Eryk Sun <[email protected]> added the comment:
I'm tentatively reopening this issue for you to consider the following point,
Steve.
A real path is not always the same as a final path. We can find code that does
`relpath(realpath(target), realpath(start))` to compute the relative path to
target for a symlink. The final path can't be relied on for this unless we
always evaluate the symlink from the final path to `start`. In particular, it
cannot be relied on if the relative path traverses a junction.
What code like this needs from a realpath() implementation is a solid (real)
path, not a final path. In other words, the caller wants a solidified form of
`start` that can be used to compute the path to a target for a relative
symlink, but one that works when accessed from `start`, not the final path of
`start`. Generally this means resolving symlinks in the path, but not mount
points. That's what Unix realpath() does, but of course there it's simpler
because the only name surrogate in Unix is a symlink, which is never a mount
point and never a directory.
Here's an example. In this first case "scripts" is a junction mount point that
targets "C:/spam/etc/scripts":
>>> eggs = r'C:\spam\dlls\eggs.dll'
>>> scripts = r'C:\spam\scripts'
>>> rel_eggs_right = os.path.relpath(eggs, scripts)
>>> print(rel_eggs_right)
..\dlls\eggs.dll
>>> os.symlink(rel_eggs_right, 'C:/spam/scripts/eggs_right.dll')
>>> os.path.exists('C:/spam/scripts/eggs_right.dll')
True
>>> scripts_final = os.path._getfinalpathname(scripts)[4:]
>>> print(scripts_final)
C:\spam\etc\scripts
>>> rel_eggs_wrong = os.path.relpath(eggs, scripts_final)
>>> print(rel_eggs_wrong)
..\..\dlls\eggs.dll
>>> os.symlink(rel_eggs_wrong, 'C:/spam/scripts/eggs_wrong.dll')
>>> os.path.exists('C:/spam/scripts/eggs_wrong.dll')
False
If we remove the junction and replace it with a 'soft' symlink that targets the
same directory, then using the final path works, and using the given path no
longer works.
>>> print(os.readlink('C:/spam/scripts'))
C:\spam\etc\scripts
>>> scripts_final = os.path._getfinalpathname(scripts)[4:]
>>> rel_eggs_right_2 = os.path.relpath(eggs, scripts_final)
>>> print(rel_eggs_right_2)
..\..\dlls\eggs.dll
>>> os.symlink(rel_eggs_right_2, 'C:/spam/scripts/eggs_right_2.dll')
>>> os.path.exists('C:/spam/scripts/eggs_right_2.dll')
True
>>> rel_eggs_wrong_2 = os.path.relpath(eggs, scripts)
>>> print(rel_eggs_wrong_2)
..\dlls\eggs.dll
>>> os.symlink(rel_eggs_wrong_2, 'C:/spam/scripts/eggs_wrong_2.dll')

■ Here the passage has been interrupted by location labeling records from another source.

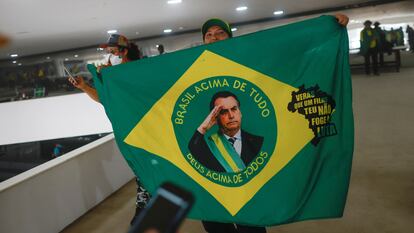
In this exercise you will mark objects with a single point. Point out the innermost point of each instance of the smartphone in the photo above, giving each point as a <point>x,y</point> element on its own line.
<point>165,211</point>
<point>70,75</point>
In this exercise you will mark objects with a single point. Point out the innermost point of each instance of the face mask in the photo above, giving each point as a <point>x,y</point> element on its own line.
<point>115,60</point>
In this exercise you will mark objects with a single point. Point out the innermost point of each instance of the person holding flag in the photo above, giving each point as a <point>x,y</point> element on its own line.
<point>214,30</point>
<point>120,51</point>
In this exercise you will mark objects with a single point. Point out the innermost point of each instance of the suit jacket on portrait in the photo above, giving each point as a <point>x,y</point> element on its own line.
<point>251,145</point>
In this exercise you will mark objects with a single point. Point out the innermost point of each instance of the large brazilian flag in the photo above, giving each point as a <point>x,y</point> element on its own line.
<point>294,88</point>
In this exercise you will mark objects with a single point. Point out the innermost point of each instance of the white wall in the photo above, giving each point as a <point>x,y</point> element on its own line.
<point>51,118</point>
<point>49,197</point>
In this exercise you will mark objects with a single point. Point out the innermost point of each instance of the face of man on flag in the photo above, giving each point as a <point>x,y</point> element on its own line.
<point>229,117</point>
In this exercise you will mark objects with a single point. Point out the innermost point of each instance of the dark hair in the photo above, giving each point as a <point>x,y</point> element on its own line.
<point>222,94</point>
<point>133,52</point>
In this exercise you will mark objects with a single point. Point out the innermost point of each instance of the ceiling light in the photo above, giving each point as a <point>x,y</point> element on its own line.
<point>278,13</point>
<point>241,8</point>
<point>174,1</point>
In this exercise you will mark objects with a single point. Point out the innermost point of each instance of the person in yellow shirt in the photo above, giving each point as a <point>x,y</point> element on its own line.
<point>369,39</point>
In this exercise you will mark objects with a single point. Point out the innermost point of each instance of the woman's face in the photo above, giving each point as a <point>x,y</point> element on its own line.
<point>114,50</point>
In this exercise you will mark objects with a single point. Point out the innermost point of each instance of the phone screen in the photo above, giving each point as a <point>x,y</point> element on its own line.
<point>165,211</point>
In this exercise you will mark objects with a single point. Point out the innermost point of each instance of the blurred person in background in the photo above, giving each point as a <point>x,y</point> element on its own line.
<point>410,33</point>
<point>120,51</point>
<point>3,40</point>
<point>381,42</point>
<point>369,47</point>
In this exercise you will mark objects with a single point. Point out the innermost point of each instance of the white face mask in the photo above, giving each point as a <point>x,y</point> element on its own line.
<point>115,60</point>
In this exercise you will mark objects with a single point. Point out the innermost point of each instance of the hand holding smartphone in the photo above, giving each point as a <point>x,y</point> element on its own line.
<point>71,78</point>
<point>165,212</point>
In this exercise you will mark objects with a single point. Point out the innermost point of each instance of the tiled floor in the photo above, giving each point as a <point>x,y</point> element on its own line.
<point>381,194</point>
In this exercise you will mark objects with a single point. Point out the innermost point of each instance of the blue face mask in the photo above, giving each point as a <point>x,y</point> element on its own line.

>>> os.path.exists('C:/spam/scripts/eggs_wrong_2.dll')
False
When the kernel traverses "scripts" as a soft link, it collapses to the target
(i.e. "C:/spam/etc/scripts"), so our relative path that was computed from the
final path is right in this case. On the other hand, if "scripts" is is a mount
point (junction), it's a hard (solid) component. It does not collapse to the
target (the kernel even checks the junction's security descriptor, which it
does not do for a symlink), so ".." in the relative symlink traverses the
junction component as if it were an actual directory.
What we need is an implementation of realpath("C:/spam/scripts") that returns
"C:\\spam\\scripts" when "scripts" is a mount point and returns
"C:\\spam\\etc\\scripts" when "scripts" is a symlink.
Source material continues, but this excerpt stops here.